- Official portrait in 1967

Deputy Speaker of Goa Legislative Assembly
- In office 7 April 1971 – 13 March 1972
- Preceded by: Manju Naik Gaonkar
- Succeeded by: Chandrakant Chodankar

Member of Goa Legislative Assembly
- In office 1967–1972
- Preceded by: Dattaram Desai
- Succeeded by: Dhulo Kuttikar
- Constituency: Quepem

Personal details
- Born: Shaba Krishnarao Desai 25 March 1931 Quepem, Goa, Portuguese India
- Died: 12 November 2008 (aged 77) Goa, India
- Party: Maharashtrawadi Gomantak Party
- Other political affiliations: Indian National Congress; Praja Socialist Party (till 1958);
- Spouse: Sushama Desai
- Alma mater: D.T.C. School, Belgaum (S.S.C); Sahitya Pradna (Marathi); D.M. Fine Arts and Commercial Art; Sir J. J. School of Art;
- Occupation: Politician; freedom fighter;
- Profession: Teacher
- Committees: Government Assurances; Delegated Legislation; Petitions; Library; Rules; Privileges;

= Shaba Desai =

Indian politician and freedom fighter (1931–2008)

Shaba Krishnarao Desai (25 March 1931 – 12 November 2008) was an Indian politician, teacher and freedom fighter who was a former member of the Goa Legislative Assembly, representing the Quepem Assembly constituency from 1967 to 1972. Desai also served as a Deputy Speaker of the Goa Legislative Assembly from 1971 to 1972. He was a member of the Rastra Seva Dal.
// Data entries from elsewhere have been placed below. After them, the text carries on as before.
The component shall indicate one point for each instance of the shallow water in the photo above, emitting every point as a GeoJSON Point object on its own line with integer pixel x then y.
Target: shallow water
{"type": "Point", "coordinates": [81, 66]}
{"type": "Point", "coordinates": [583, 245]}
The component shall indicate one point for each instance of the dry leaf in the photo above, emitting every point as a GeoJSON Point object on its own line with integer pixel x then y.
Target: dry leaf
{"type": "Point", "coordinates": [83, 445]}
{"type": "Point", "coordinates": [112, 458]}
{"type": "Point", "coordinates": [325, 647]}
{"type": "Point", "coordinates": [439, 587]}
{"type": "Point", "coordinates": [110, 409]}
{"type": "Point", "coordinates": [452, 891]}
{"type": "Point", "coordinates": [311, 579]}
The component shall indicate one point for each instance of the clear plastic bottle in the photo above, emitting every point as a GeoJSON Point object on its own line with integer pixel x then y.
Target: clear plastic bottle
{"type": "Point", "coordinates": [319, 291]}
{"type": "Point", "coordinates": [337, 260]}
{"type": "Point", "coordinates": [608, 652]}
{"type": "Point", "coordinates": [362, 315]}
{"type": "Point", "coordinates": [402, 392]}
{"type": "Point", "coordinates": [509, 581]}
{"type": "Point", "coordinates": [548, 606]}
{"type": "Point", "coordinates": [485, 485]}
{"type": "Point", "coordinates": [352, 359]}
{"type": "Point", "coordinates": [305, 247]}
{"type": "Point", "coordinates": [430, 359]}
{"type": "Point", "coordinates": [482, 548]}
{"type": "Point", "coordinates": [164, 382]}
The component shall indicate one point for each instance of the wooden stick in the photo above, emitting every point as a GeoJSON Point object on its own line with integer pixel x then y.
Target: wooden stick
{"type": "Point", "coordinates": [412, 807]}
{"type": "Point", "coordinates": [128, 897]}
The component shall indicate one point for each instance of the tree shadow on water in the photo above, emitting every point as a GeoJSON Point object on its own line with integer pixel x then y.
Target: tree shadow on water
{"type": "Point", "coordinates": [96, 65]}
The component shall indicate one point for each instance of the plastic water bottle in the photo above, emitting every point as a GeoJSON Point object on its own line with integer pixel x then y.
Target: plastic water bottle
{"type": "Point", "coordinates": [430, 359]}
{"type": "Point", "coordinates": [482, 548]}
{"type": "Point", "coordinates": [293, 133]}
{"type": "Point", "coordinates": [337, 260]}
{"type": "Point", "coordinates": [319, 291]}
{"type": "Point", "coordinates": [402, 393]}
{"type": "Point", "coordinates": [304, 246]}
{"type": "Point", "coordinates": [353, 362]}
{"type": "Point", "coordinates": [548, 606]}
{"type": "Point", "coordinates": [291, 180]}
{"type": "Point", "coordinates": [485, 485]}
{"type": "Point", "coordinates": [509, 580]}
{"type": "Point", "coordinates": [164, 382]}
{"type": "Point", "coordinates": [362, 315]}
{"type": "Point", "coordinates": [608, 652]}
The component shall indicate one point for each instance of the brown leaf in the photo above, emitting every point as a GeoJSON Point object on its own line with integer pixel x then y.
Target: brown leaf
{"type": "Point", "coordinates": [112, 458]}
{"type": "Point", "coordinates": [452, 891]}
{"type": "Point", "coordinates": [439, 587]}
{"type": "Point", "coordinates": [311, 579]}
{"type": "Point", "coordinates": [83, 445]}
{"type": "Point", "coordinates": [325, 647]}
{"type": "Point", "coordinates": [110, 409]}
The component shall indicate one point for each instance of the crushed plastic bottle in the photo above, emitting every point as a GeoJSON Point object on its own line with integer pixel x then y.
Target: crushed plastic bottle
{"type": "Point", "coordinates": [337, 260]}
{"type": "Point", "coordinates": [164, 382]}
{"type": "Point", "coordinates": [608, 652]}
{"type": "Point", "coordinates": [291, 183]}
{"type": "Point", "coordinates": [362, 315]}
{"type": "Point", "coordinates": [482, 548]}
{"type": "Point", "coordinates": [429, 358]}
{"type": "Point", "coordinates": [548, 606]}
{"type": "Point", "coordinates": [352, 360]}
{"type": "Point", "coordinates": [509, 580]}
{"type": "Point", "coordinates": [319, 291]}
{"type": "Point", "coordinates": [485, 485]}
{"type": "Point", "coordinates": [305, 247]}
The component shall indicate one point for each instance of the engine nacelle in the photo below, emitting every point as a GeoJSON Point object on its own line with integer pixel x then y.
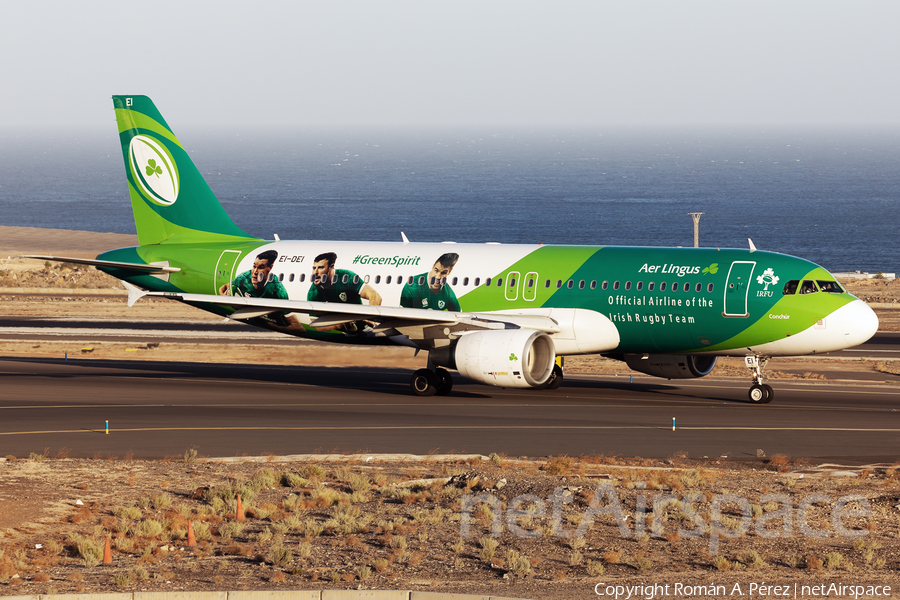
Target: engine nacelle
{"type": "Point", "coordinates": [671, 366]}
{"type": "Point", "coordinates": [517, 358]}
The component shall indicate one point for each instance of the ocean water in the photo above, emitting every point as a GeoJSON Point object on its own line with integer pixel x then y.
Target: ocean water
{"type": "Point", "coordinates": [829, 196]}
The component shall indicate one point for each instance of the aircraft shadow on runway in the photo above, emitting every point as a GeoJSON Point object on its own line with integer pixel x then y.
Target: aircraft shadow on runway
{"type": "Point", "coordinates": [377, 380]}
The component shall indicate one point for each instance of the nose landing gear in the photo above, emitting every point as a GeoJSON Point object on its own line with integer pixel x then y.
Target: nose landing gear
{"type": "Point", "coordinates": [760, 393]}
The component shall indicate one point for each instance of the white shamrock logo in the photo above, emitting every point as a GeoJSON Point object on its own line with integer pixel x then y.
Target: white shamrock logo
{"type": "Point", "coordinates": [768, 278]}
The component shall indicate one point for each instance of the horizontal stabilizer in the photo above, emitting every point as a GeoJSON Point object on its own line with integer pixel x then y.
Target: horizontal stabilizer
{"type": "Point", "coordinates": [110, 264]}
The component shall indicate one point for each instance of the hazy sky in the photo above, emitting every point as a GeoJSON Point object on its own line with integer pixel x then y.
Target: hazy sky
{"type": "Point", "coordinates": [419, 63]}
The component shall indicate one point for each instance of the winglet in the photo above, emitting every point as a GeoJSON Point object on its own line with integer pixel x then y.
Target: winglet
{"type": "Point", "coordinates": [134, 293]}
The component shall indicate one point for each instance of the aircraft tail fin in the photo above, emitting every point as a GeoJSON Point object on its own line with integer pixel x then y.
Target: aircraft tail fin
{"type": "Point", "coordinates": [172, 203]}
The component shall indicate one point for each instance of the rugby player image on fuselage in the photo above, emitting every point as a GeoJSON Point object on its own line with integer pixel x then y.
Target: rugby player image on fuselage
{"type": "Point", "coordinates": [340, 285]}
{"type": "Point", "coordinates": [255, 284]}
{"type": "Point", "coordinates": [430, 290]}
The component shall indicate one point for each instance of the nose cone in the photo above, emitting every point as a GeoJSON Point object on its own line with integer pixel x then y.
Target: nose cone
{"type": "Point", "coordinates": [859, 323]}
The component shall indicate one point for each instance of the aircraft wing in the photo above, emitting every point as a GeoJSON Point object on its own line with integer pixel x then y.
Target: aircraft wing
{"type": "Point", "coordinates": [411, 322]}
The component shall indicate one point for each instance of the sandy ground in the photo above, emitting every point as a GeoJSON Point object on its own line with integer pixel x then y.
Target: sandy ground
{"type": "Point", "coordinates": [376, 524]}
==Early and personal life==
Shaba Krishnarao Desai was born in Quepem. He completed his Secondary School Certificate from D.T.C. School, Belgaum. He was also an alumnus of Sahitya Pradna, D.M. Fine Arts and Commercial Art and Sir J. J. School of Art, Bombay (now Mumbai). He was married to Sushama Desai.

==Career==
Desai joined Indian National Congress Goa as an underground worker while celebrating the Tere Khol Day. He was arrested and incarcerated for 27 days. Desai was also a member of the Praja Socialist Party till 1958.